Heidegger (and Woodstock)

Justin Schwartz jkschw at hotmail.com
Sun Apr 7 19:48:28 PDT 2002



>
>When I took an existentialism and phenomenology course at Northridge
>(CSUN) in `65, we began with selections from Hegel, Kierkegaard,
>Nietzsche, using Nietzsche as the bridge to both branches: Husserl and
>Heidegger and Sartre and Merleau-Ponty.

I taught versions of this course at Michigan in the early and mid 1980s, at and Kalamazoo College in the late 1980s. I had a similar class from Kaufmann at Tigertown in 1975.


>
>Its hard to re-capture just how electrifying these writers were at the
>time.
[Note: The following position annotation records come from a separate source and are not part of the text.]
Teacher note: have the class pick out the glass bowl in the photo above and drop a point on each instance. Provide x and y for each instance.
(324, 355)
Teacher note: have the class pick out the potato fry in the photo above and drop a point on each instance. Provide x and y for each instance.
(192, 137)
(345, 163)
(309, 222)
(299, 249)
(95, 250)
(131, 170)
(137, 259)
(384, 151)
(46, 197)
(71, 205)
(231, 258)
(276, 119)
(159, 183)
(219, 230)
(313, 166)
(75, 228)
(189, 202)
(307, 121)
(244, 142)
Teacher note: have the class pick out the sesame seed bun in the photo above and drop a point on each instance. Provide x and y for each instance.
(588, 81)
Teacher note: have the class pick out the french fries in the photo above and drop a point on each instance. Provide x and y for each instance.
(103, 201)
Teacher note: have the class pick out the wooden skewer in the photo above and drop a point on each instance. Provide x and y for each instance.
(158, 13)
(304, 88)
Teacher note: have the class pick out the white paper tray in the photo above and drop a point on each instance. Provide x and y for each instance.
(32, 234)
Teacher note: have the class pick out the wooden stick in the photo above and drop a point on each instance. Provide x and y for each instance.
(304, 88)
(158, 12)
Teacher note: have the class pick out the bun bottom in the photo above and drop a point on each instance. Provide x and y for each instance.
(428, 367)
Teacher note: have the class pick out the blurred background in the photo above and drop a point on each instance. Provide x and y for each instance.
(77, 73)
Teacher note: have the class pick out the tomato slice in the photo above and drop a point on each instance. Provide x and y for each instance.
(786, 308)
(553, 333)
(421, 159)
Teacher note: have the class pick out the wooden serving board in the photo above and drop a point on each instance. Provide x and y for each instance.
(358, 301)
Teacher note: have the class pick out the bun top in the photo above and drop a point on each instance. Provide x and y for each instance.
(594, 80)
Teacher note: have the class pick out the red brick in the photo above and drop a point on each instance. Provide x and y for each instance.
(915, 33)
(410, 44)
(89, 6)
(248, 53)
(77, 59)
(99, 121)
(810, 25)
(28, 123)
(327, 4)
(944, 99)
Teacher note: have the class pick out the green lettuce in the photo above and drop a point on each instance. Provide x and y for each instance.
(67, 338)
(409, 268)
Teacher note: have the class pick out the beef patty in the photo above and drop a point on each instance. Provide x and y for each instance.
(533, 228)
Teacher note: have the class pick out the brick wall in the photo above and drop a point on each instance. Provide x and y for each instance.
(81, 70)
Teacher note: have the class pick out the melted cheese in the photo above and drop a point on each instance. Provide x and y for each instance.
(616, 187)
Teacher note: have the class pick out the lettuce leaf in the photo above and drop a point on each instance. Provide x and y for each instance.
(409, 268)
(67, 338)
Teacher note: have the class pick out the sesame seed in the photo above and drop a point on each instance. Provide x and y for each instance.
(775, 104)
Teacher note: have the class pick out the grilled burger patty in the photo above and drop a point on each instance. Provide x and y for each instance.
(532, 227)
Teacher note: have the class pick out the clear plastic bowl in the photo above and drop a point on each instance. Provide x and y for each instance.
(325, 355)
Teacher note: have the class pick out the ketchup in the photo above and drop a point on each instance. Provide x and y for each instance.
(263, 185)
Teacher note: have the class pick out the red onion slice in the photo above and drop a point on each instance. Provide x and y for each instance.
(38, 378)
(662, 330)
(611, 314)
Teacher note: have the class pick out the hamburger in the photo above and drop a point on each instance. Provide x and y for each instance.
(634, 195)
They have to be contrasted to the long, abstract and tedious
>Anglo-American analytical tradition,

Well, sorry 'bout that . . . .


>
>In continental philosophy as it was called then, phenomenologists and
>existentialists actually discussed the realm of ideas and its direct
>expressions in life and concrete experience: living in a mass
>technological society, death, alienation, the suffocation of mass
>culture... Compared to the lengthy and abstract deliberations on
>language and truth, the nuances of empirical induction and so forth in
>the Anglo-American tradition, these other guys were fire breathing
>radicals.

I think kids were attracted to the pomos in the late 80s and 90s for similar reasons. T recall a discussion with other analytical philosophers at Ohio State, they were wondering why their classes in semantics and metaphysics were not drwaing (mine in political philosophy were always full, although I'm very analytical), while the pomo stuff was hopping. I tried to explain, but they wouldn't understand.

The contrast between that world and say the Beach Boys was
>tremendous.

Hey, wadday got against the Beach Boys?


>
>In retrospect, it seems to me that there was an explicit, uniform and
>complete suppression of these works in the US academy and indeed the
>whole realm of thought that they represent.

Not so much by my time. Though mainstream analytical philosophy has ignorant contempt for anything that looks fuzzy and different. Still there was always at least one person hired to teach it--Kaufmann at Princeton, Fritjhof Bergmann at Michigan, there were twao at Ohio State, one of whom was bitter and alienated.